Speech#

This section defines events and actions related to dialog management using the speech modality. Both the bot as well as the user can use this modality. We distinguish between BotSpeech and UserSpeech to refer to the respective modality.

Utterance User Action#

The user makes an utterance that is recognized by the interactive system. Examples of this action include the user typing into a text interface to interact with the bot or the user speaking to an interactive avatar.

UtteranceUserActionStarted()#

The user started to produce an utterance. The user could have started talking or typing for example.

Implementation guidance

This event should be sent out as soon as the system is able to detect the start of a user utterance. In an interactive system that supports voice activity detection (VAD) this should be sent out as soon as we detect voice activity.
action_started_at : The time stamp should match the time the utterance started as closely as possible. For most systems, voice activity detection will introduce a small delay. However the timestamp action_started_at should represent the moment in time the user started talking/typing, not the timestamp of when this event was created (for this purpose there is a separate field event_created_at in the payload).

Parameters:: ... – Additional parameters/payload inherited from UserActionStarted().

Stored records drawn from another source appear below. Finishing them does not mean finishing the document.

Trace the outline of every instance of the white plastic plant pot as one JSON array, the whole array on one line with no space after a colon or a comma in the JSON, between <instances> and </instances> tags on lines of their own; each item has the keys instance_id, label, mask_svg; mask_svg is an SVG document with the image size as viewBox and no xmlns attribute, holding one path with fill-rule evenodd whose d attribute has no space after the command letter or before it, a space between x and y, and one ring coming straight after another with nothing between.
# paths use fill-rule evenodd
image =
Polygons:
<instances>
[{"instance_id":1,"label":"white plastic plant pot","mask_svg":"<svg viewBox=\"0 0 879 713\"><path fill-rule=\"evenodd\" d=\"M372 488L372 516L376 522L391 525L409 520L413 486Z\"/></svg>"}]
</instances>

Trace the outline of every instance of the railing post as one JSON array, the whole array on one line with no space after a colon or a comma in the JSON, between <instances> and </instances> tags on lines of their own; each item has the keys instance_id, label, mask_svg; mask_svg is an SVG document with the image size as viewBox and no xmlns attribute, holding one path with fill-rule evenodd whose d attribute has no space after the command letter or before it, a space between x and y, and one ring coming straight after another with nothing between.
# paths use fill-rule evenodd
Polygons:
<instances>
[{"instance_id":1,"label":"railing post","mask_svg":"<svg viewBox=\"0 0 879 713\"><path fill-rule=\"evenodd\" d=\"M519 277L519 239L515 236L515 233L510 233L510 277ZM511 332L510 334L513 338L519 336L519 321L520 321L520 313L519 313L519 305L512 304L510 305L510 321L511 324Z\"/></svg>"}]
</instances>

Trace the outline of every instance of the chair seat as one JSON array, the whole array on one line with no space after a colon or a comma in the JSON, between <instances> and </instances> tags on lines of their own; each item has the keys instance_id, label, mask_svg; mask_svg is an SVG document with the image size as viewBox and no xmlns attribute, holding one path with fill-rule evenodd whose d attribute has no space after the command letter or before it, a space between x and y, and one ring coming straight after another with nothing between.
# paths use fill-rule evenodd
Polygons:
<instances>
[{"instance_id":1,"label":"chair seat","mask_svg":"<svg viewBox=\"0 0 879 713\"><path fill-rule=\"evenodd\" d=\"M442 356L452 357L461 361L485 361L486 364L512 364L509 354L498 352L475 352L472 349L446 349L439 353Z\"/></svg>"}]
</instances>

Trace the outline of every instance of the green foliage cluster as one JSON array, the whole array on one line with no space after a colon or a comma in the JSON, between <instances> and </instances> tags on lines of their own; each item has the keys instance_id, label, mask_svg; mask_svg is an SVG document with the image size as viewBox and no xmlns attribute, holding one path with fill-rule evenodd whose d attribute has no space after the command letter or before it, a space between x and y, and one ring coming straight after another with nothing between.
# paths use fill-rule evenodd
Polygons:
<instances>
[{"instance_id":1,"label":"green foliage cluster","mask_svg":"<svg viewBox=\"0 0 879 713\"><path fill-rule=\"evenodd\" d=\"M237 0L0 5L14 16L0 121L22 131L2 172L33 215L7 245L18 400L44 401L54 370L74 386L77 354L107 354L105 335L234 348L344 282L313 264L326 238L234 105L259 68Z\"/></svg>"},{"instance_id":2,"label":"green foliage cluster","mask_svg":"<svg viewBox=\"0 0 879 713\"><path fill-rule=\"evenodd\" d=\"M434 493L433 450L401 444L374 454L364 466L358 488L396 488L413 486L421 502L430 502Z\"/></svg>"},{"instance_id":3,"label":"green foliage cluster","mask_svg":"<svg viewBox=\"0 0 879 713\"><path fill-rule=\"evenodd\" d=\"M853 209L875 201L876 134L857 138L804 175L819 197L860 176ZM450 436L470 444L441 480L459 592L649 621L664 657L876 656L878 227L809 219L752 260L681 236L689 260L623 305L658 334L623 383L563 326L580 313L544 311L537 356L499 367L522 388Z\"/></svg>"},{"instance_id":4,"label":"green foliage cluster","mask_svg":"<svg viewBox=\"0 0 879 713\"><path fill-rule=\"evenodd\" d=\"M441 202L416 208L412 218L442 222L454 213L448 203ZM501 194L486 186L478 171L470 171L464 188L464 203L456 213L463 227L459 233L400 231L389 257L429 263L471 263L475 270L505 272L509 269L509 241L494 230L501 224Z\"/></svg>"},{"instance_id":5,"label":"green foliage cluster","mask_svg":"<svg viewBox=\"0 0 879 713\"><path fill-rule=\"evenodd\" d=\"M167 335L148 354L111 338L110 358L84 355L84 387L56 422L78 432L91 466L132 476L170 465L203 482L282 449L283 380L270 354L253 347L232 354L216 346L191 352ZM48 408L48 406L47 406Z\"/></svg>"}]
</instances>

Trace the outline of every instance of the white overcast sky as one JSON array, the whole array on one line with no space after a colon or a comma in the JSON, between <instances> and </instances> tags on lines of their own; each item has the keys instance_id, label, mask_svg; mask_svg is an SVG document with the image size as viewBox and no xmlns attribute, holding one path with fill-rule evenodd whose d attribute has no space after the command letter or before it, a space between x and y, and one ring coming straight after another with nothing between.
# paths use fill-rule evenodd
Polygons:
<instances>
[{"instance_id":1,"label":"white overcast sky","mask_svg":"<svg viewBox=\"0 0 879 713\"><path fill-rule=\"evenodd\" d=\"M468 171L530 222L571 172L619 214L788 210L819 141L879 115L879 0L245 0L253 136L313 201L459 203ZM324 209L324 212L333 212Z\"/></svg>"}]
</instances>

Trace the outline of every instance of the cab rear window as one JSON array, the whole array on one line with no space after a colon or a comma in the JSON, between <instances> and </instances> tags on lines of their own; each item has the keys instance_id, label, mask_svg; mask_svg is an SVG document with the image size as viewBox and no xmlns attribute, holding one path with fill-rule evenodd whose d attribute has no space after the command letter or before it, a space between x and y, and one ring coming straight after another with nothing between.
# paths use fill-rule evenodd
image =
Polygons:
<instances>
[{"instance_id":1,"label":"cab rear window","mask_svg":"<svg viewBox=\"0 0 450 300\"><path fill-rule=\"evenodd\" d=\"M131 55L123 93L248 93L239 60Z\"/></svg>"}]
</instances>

UtteranceUserActionActivityUpdated(activity: float)#

Whenever the interactive system detects a change in the utterance activity of the user this event may be sent out by the interactive system. Utterance activity can relate to different events in an interactive system. For a chatbot the activity can relate to the typing speed of the user whereas in a voice-enabled system activity reflects the user’s voice activity. Utterance activity can typically be detected much faster compared to the end of an utterance. This event can allow interaction designers to react to brief periods of no activity (e.g., silence for a voice bot) during an user utterance.

Implementation guidance

action_updated_at : The time stamp should match the time the user changed the utterance activity (e.g. when they became silent) as closely as possible. For most systems, activity detection will introduce a small delay. However the timestamp action_update_at should represent the moment in time the user changed activity, not the timestamp of when this event was created (for this purpose there is a separate field event_created_at in the payload).

Parameters:

activity (float) – Float between 0-1. Represents the user’s current utterance activity. An activity of 0 corresponds to no activity by the user. In a chatbot system for example this can mean ‘no typing’ whereas in a voice bot system this would correspond to “silence”. An activity of 1.0 represents the maximum activity during a user utterance that the system can detect. Many systems might only support the boundary values 0 (no activity, e.g., silence) and 1.0 (activity, e.g., user is talking).
... – Additional parameters/payload inherited from UserActionUpdated().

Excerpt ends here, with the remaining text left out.